Un colega acaba de llegar de Uruguay, donde estuvo cubriendo un evento deportivo, y cuando se le pregunta qué le pareció la tierra de Horacio Quiroga y Enzo Francescoli, lo primero que comenta -asombrado y con énfasis- es que no vio "ni una sola casa con rejas". Después, recién después, hablará del Centenario, la buena onda de los charrúas, su arquitectura, la honestidad de los tacheros y de lo guapas que son las mujeres por aquellas comarcas.
En cambio, de este lado del Río de la Plata, pruebe usted conseguir con premura unas rejas. Desde ya, deberá ¡pedir turno! y armarse de paciencia, porque estos ex artesanos del hierro no dan abasto ante la enorme demanda que alimenta el delito nuestro de cada día. Semanas y hasta meses tendrá que esperar, estimado damnificado. Mientras tanto, agregue doble trábex a las puertas y rece para que no lo visiten los cacos (ellos sí que no temen quedar entre rejas).
Lejos quedaron los tiempos en que vivíamos con las puertas sin llave, con vecinos y amigos entrando como pancho por su casa, dejando las bicicletas apoyadas en el cordón de la vereda o durmiendo con las ventanas abiertas. A lo sumo pasarían el aire y los mosquitos, nunca los chorros.
De aquellas épocas a éstas, de sentir que somos un blanco móvil, ha corrido demasiada sangre -y no agua- bajo el puente de la historia argentina. La inseguridad nos ha convertido tristemente en militantes de la paranoia. Estar alertas es la única forma de preservarnos y preservar a los nuestros ante la probada ineptitud del Estado.

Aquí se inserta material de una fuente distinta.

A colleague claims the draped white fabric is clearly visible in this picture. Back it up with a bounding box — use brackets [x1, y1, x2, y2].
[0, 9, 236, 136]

Aunque la acechante inflación esté ahí como un fantasma nada amigable, las encuestas tienen un único protagonista: la inseguridad, por lejos, encabeza la tabla de las preocupaciones. De ahí que no sorprenda que este tema haya sido el caballito de batalla de la mayoría de los políticos en las últimas elecciones. Y, si no, recordemos la promesa del entonces aspirante al sillón de San Martín Celso Jaque de que en seis meses combatiría el delito. Se sabía que era un anzuelo de campaña, sin embargo, la necesidad -mejor dicho, el miedo- traccionó a favor de un voto que a la vez era un pedido de auxilio. Todavía estamos esperando que alguien lo escuche.

La culpa del mensajero
Las pruebas están a la vista. Este medio, como tantos otros, da cuenta diariamente de robos de todos los tamaños y muertes absurdas por una moto o un simple par de zapatillas como exiguos botines. Cerca, y como parte de una misma foto de la realidad, aparecen las organizaciones creadas por los familiares de las víctimas del delito, y es difícil no pensar que mañana podríamos ser uno de ellos.
Mientras tanto, como quien mira otro canal, la presidenta Cristina culpa a los medios como se culpa al mensajero. "Parece que hay una prohibición decretada desde algún lugar de que comunicar a los argentinos que las cosas nos van mejor o que también pasan cosas buenas en la Argentina fuera algo que está de más o molesta", nos retó días atrás la heredera de Néstor.

La diaria prevención
Con todo respeto, no nos va mejor si cada paso que damos está directamente vinculado a cómo defendernos de tanta violencia. Ya que viene al caso, repasemos algunos de esos actos "preventivos" que ponemos en práctica a diario para zafar del flagelo: avisarles a los vecinos cuando dejamos la casa sola, acompañar a los chicos a la parada del micro, llevarlos y traerlos a cumpleaños, escuelas, boliches o juntadas de estudio; mirar para todos lados cuando se va al cajero automático (y sacar lo menos posible), no llevar la billetera en los bolsillos de atrás, atender a vendedores y molestos varios por la ventana, dar una vuelta antes de guardar el auto por si alguien está al acecho, avisar por mensajes de texto por dónde andamos, cual GPS casero; contratar seguridad privada entre los vecinos para que camine la calle como los viejos pregoneros; si se tiene alarma, dejarles un listado de teléfonos "a los de al lado" para que nos ubiquen urgentemente; poner doble y hasta triple llave, etcétera, etcétera, etcétera. En definitiva, no confiar ni en el pobre pibe del delivery.
Está bien, no es de buen gusto hablar de la soga en la casa del ahorcado. La verdad es que deben estar mucho peor en Irak, en Palestina, en Kosovo. Para que se ponga contenta Cristina, y su patovica ad hoc Luis D'Elía no siga diciendo que "el periodismo es una pistola en la cabeza de la democracia", me despido con una muy buena noticia: Dios es argentino.